The University of Iowa has reached a $4.175 million settlement with former football players who sued the athletic department alleging racial discrimination in head coach Kirk Ferentz's program.
As reported by The Associated Press, $2 million of the settlement will be covered by taxpayers.
State auditor Rob Sand, who was the only dissenter in a 2-1 vote of the state's Appeal Board that approved the settlement, said it would take Gary Barta's removal as Iowa athletic director for him to back such a settlement.
According to the Des Moines Register, Sand said he opposed using state general funds in this settlement because of three previous racial discrimination cases totaling more than $7 million in payouts under Barta, who has been Iowa's athletic director since 2006.
“I can’t imagine a private company that would still have someone at the helm after four discrimination lawsuits under that person’s leadership,” Sand said at a news conference before the vote, as reported by the AP. "The athletic department, they’ve got the funds for it. The broadcast deal brings tens of millions of dollars every year going forward. I don’t know why they can’t cover their own mistakes and pay for their own mistakes instead of having taxpayer’s do it.”
The settlement comes more than two years after eight former players decided to sue the university. In doing so, they sought $20 million and the firings of Ferentz, assistant coach Brian Ferentz and Barta.
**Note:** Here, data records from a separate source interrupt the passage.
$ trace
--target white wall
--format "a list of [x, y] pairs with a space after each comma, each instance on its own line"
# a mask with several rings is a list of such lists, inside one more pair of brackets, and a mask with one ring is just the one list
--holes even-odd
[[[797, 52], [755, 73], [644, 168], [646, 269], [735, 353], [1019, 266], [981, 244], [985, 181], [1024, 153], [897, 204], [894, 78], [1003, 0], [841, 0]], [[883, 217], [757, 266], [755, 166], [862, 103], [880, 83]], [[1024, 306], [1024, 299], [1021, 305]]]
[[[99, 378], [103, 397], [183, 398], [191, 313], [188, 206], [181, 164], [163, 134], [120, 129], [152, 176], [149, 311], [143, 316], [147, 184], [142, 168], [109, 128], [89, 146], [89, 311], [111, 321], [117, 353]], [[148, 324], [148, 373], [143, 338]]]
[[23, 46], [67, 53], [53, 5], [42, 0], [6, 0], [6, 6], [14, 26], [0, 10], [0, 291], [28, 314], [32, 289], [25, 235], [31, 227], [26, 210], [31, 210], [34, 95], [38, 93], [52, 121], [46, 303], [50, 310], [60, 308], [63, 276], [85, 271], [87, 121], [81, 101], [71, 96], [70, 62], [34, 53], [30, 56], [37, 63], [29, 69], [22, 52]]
They alleged they were demeaned with racial slurs; forced to abandon Black hairstyles, fashion and culture to fit the “Iowa Way” promoted by the elder Ferentz; and retaliated against for speaking out, according to the AP.
Related: Lawyers Pull Iowa Players' Settlement Demand, Will Sue
Ferentz, who is entering his 25th season as Iowa's head coach, released a statement Monday expressing his disappointment with the settlement.
"The settlement negotiations took place between the plaintiffs' counsel and the Iowa Attorney General’s Office, which represents the University of Iowa and the Board of Regents," Ferentz said. "These discussions took place entirely without the knowledge or consent of the coaches who were named in the lawsuit. In fact, the parties originally named disagree with the decision to settle, fully believing that the case would have been dismissed with prejudice before trial.
"A motion for summary judgment was filed which outlined why the case should have been dismissed. Unfortunately, this settlement was reached between the plaintiff’s attorneys and the Iowa Attorney General’s Office before the judge had an opportunity to rule on the motion. We have been told the reason for the settlement is financial. As a part of the settlement, the coaches named were dismissed from the lawsuit, and there is no admission of any wrongdoing."